Oh, a wonderful pudding! Bob Cratchit said, and calmly too, that he regarded it as the greatest success achieved by Mrs. Cratchit since their marriage. Mrs. Cratchit said that, now the weight was off her mind, she would confess she had her doubts about the quantity of flour. Everybody had something to say about it, but nobody said or thought it was a small pudding for a large family. It would have been really wicked to do so. Any Cratchit would have blushed to hint at such a thing.
At last the dinner was all done, the cloth was cleared, the hearth swept, and the fire made up. The hot stuff in the jug being tasted, and considered perfect, apples and oranges were put upon the table, and a shovel full of chestnuts on the fire. Then all the Cratchit family drew round the hearth in what Bob Cratchit called a circle, meaning half a one; and at Bob Cratchit's elbow stood the family display of glass. Two tumblers and a custard cup without a handle.
These held the hot stuff from the jug, however, as well as golden goblets would have done; and Bob served it out with beaming looks, while the chestnuts on the fire sputtered and cracked noisily. Then Bob proposed:
"A merry Christmas to us all, my dears. God bless us!"
Which all the family re-echoed.
"God bless us everyone!" said Tiny Tim, the last of all.
Now I told you that Mr. Scrooge had some disagreeable and wonderful dreams on Christmas eve, and so he had; and in one of them he dreamt that a Christmas spirit showed him his clerk's home; he saw them all gathered round the fire, and heard them drink his health, and Tiny Tim's song, and he took special note of Tiny Tim himself.

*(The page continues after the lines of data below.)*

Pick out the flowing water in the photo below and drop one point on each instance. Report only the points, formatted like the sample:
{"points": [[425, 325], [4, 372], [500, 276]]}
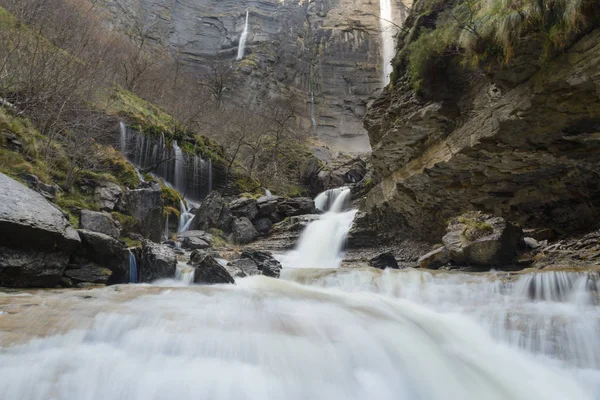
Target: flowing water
{"points": [[243, 38], [387, 38]]}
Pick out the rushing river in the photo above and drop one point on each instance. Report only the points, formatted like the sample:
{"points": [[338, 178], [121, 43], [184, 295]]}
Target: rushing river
{"points": [[314, 334]]}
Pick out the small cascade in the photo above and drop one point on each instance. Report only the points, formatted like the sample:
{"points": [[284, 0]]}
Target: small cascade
{"points": [[186, 217], [191, 175], [322, 242], [132, 268], [243, 38], [387, 38], [184, 273]]}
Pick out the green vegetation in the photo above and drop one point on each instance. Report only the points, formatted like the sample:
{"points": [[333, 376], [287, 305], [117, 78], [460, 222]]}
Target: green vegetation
{"points": [[480, 31]]}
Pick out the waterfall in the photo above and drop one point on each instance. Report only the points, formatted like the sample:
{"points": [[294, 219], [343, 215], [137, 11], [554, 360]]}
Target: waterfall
{"points": [[321, 243], [186, 217], [387, 38], [132, 268], [243, 38]]}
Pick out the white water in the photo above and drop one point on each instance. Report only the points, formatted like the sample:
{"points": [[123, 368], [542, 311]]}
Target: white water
{"points": [[364, 335], [185, 218], [387, 38], [321, 243], [243, 38]]}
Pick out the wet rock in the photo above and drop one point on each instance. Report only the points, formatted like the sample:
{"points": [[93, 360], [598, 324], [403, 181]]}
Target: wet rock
{"points": [[108, 195], [209, 270], [145, 205], [480, 239], [265, 262], [242, 231], [193, 240], [157, 262], [99, 222], [244, 207], [383, 261], [105, 251], [36, 239], [88, 272], [434, 259]]}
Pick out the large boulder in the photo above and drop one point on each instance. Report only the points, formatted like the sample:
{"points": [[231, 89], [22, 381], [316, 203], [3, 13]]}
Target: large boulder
{"points": [[213, 213], [242, 231], [265, 262], [208, 269], [157, 262], [99, 222], [480, 239], [108, 195], [105, 251], [36, 239], [244, 207], [195, 240], [145, 205]]}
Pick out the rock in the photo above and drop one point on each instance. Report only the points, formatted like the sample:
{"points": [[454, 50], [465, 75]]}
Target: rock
{"points": [[297, 206], [193, 240], [434, 259], [48, 191], [383, 261], [244, 207], [36, 239], [264, 261], [263, 225], [89, 272], [145, 205], [105, 251], [157, 262], [99, 222], [242, 231], [108, 195], [213, 213], [208, 270], [481, 239], [246, 265]]}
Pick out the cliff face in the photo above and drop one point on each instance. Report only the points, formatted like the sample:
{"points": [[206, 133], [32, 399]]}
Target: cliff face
{"points": [[327, 50], [520, 141]]}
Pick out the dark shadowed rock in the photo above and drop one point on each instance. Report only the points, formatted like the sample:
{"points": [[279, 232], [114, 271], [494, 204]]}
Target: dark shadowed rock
{"points": [[99, 222], [208, 270], [145, 205], [242, 231], [434, 259], [157, 262], [264, 261], [383, 261], [481, 239], [89, 272], [105, 251], [36, 240]]}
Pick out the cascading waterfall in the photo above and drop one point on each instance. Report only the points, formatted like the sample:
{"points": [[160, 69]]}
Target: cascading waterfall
{"points": [[321, 243], [243, 38], [186, 217], [189, 174], [387, 38], [132, 268]]}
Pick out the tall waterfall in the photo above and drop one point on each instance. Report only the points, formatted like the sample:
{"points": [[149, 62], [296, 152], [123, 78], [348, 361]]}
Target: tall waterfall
{"points": [[243, 38], [387, 38], [321, 243], [189, 174]]}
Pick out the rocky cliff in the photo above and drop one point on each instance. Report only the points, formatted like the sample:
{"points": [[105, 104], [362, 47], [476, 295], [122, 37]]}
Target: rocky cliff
{"points": [[518, 138], [326, 52]]}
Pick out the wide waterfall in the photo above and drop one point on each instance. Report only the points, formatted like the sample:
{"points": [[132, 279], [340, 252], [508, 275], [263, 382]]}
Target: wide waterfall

How Mr. Scrooge spent Christmas day we do not know. He may have remained in bed, having a cold, but on Christmas night he had more dreams, and in one of his dreams the spirit took him again to his clerk's poor home. The mother was doing some needlework, seated by the table, a tear dropped on it now and then, and she said, poor thing, that the work, which was black, hurt her eyes. The children sat, sad and silent, about the room, except Tiny Tim, who was not there. Upstairs the father, with his face hidden in his hands, sat beside a little bed, on which lay a tiny figure, white and still. "My little child, my pretty little child," he sobbed, as the tears fell through his fingers on to the floor. "Tiny Tim died because his father was too poor to give him what was necessary to make him well; you kept him poor;" said the dream-spirit to Mr. Scrooge. The father kissed the cold, little face on the bed, and went downstairs, where the sprays of holly still remained about the humble room; and taking his hat, went out, with a wistful glance at the little crutch in the corner as he shut the door. Mr. Scrooge saw all this, and many more things as strange and sad, the spirit took care of that; but, wonderful to relate, he woke the next morning feeling a different man – feeling as he had never felt in his life before. For after all, you know that what he had seen was no more than a dream; he knew that Tiny Tim was not dead, and Scrooge was resolved that Tiny Tim should not die if he could help it.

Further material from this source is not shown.